By the way, I didn’t invent this system. I don’t know who did. Maybe it always existed.

The important question is this: Are you ready to become the most prolific writer of your generation?

There are six parts to the method:

  1. Get your writing accountability partner. This must be a person who you trust. This person must be tough. They must have a real backbone. (You can also be their accountability partner if you choose.)

  2. Pick your specific minimum writing goal: It could be to write 300 words per day, or to produce one draft chapter for your book per week, or whatever. Just make it a reasonable, minimum writing goal with a regular, agreed-upon frequency.

  3. Set aside an amount of hostage money. This should be an amount that you would hate to lose but that wouldn’t financially ruin you: $100, $250, or whatever makes sense for you. Give the hostage money to your accountability partner.

  4. At the agreed-upon accountability check-in time, you must text or email your accountability partner with your writing update that confirms that you hit your goal for the day/week/whatever. You must provide screenshots for proof.

  5. If you hit your writing goal every single time for a full 90 days (or whatever the goal duration is), you get your money back at the end.

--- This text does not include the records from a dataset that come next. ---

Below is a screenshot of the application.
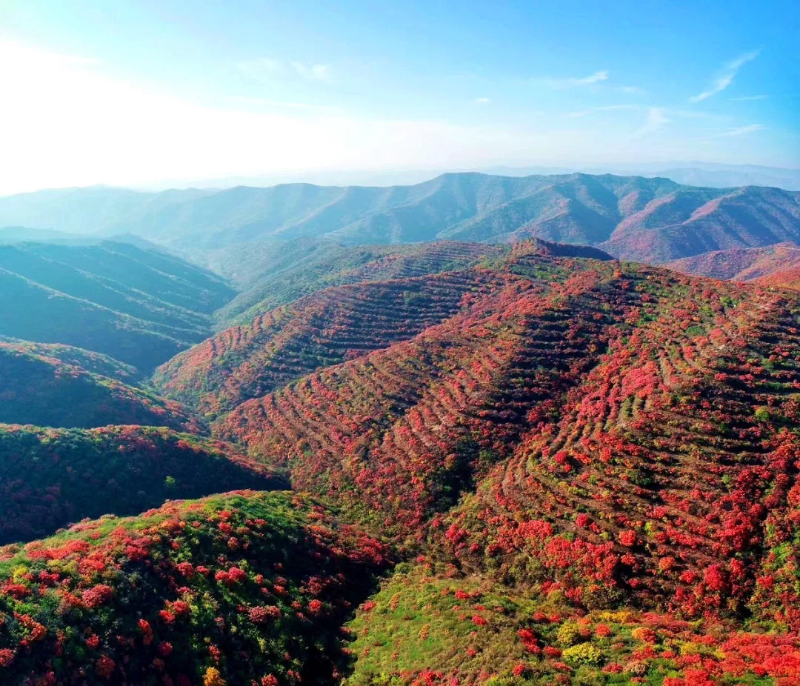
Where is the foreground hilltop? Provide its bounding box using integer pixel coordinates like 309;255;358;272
0;491;389;686
162;245;800;625
0;240;800;686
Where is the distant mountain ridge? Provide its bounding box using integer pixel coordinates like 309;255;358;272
667;243;800;285
0;242;234;371
0;173;800;264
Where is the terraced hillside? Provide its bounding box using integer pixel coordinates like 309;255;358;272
205;239;504;324
161;241;610;415
215;246;800;628
159;272;510;414
0;424;288;544
0;234;800;686
0;342;199;433
0;491;388;686
0;242;234;371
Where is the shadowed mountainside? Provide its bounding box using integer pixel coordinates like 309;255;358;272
0;242;234;371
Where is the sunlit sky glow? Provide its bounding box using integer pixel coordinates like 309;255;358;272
0;0;800;194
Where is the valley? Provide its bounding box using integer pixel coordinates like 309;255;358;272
0;180;800;686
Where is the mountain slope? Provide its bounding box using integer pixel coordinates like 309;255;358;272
0;491;386;686
0;425;287;548
215;245;800;627
0;342;200;433
666;243;800;281
0;336;141;384
203;240;504;325
343;560;800;686
0;173;800;263
0;243;233;370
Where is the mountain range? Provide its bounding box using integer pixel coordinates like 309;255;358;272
0;173;800;264
0;242;234;371
0;189;800;686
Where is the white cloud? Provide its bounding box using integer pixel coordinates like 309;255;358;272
236;57;283;80
689;50;761;102
236;57;331;81
534;71;608;89
633;107;670;138
291;62;331;81
708;124;766;138
567;105;639;118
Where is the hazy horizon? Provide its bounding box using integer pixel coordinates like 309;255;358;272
0;0;800;195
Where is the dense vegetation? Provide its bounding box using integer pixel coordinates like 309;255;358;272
208;245;800;628
0;424;287;544
0;341;198;433
206;240;506;324
344;559;800;686
0;242;233;371
668;243;800;285
0;492;387;686
0;234;800;686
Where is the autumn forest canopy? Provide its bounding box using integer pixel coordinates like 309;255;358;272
0;173;800;686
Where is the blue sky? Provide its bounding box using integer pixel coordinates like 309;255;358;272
0;0;800;193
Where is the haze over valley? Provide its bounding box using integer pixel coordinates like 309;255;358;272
0;0;800;686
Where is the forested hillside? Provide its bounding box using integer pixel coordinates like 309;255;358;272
0;173;800;264
0;242;234;371
0;240;800;686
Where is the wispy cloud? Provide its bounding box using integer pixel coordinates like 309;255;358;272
567;105;639;118
292;62;331;81
633;107;670;138
534;71;608;88
689;50;761;102
707;124;766;138
241;57;331;81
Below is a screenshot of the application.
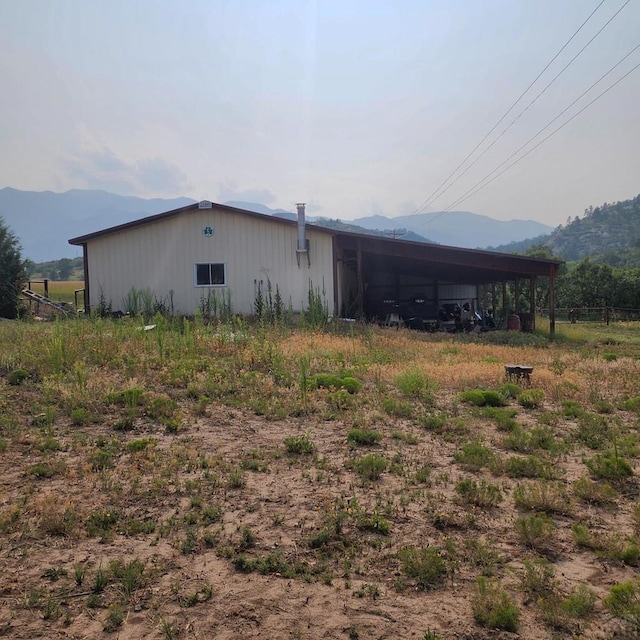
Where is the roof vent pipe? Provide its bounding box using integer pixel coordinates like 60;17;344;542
296;202;307;251
296;202;311;267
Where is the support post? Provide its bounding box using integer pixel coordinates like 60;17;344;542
356;239;364;320
529;276;537;331
502;280;509;328
549;264;558;340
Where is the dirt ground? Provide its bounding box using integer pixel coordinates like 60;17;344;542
0;328;638;640
0;396;635;640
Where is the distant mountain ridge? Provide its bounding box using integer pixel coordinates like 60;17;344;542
0;187;553;262
353;211;553;249
484;195;640;267
0;187;195;262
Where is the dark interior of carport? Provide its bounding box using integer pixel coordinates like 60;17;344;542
334;233;562;335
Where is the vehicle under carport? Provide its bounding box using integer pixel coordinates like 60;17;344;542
334;232;562;336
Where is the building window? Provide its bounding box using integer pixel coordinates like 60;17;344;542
194;262;227;287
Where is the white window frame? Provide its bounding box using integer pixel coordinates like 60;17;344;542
193;262;227;289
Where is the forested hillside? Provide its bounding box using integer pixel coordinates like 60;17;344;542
490;195;640;267
545;195;640;266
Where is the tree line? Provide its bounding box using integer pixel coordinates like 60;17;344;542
526;246;640;309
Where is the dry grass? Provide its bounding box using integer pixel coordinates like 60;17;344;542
0;318;640;639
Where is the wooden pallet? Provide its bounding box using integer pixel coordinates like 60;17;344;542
22;289;71;315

  6. But if you miss your writing goal even once, your accountability partner will immediately donate your hostage money directly to Donald Trump’s re-election campaign.

That’s it. That’s the entire method.

You write, or else Trump gets your money. No arguments.

Now, look. This accountability method has one flaw: Most people, especially creative writers, love Donald Trump.

If you love Trump (most people reading this), that’s completely fine. I truly don’t care. Simply tell your accountability partner that, should you fail, they should donate your hostage money to your true nemesis: Nancy Pelosi.

Or Joel Osteen.

Or The Church of Satan.

Personally, I’m not interested in any of those tricksters.

My personal nemesis is the American Birding Association, a group of hardline ornithologists who work tirelessly to promote the beady-eyed menaces in our skies.

Frankly, the ABA makes the National Audubon Society look like reasonable moderates, and that’s really saying something. The thought of those asinine avian apologists getting even a dime of my money makes me want to vomit so much and write so fast that I run laps around Danielle Steele.

My personal accountability method looks like this:

At the start of each calendar month, I send my hostage money — 250 Benjamins-large — to my accountability partner, Veronica. I text her every single weekday for a full month.

Veronica knows that if I don’t hit my 300 words for the day (1,500 for the work week), she must do the unthinkable: Send my hard-earned cash to the American Birding Association, which, as far as I’m concerned, is a terrorist organization.

Have I ever lost my money? Just once.

I remember, so clearly, sending that late-night text:

“Hey Verny, I screwed up today. I lost track of time while I watched the movie Furby Island. I forgot to write today.”

She said, “Isn’t Furby Island a kid’s movie that’s only 45-minutes long?”

I said, “Yeah, but I watched it four times. Look, I really messed up. I didn’t write.”

She said, “You know what that means…”

I said, “Please don’t do this! Please send my money to the Taliban instead. Anyone but the American Birding Association!”

She said, “Nope. A deal’s a deal.”

Then she sent my moolah straight to the freakin’ bird freaks. And I’ve never forgotten to write ever again.

The method works.

Now, it’s your turn: Pick your nemesis, open your wallet, and get writing.

However, if you are a coward, please ignore this accountability method. This method isn’t for you.

But, if you are ready to step up like a hero and WRITE, use this method!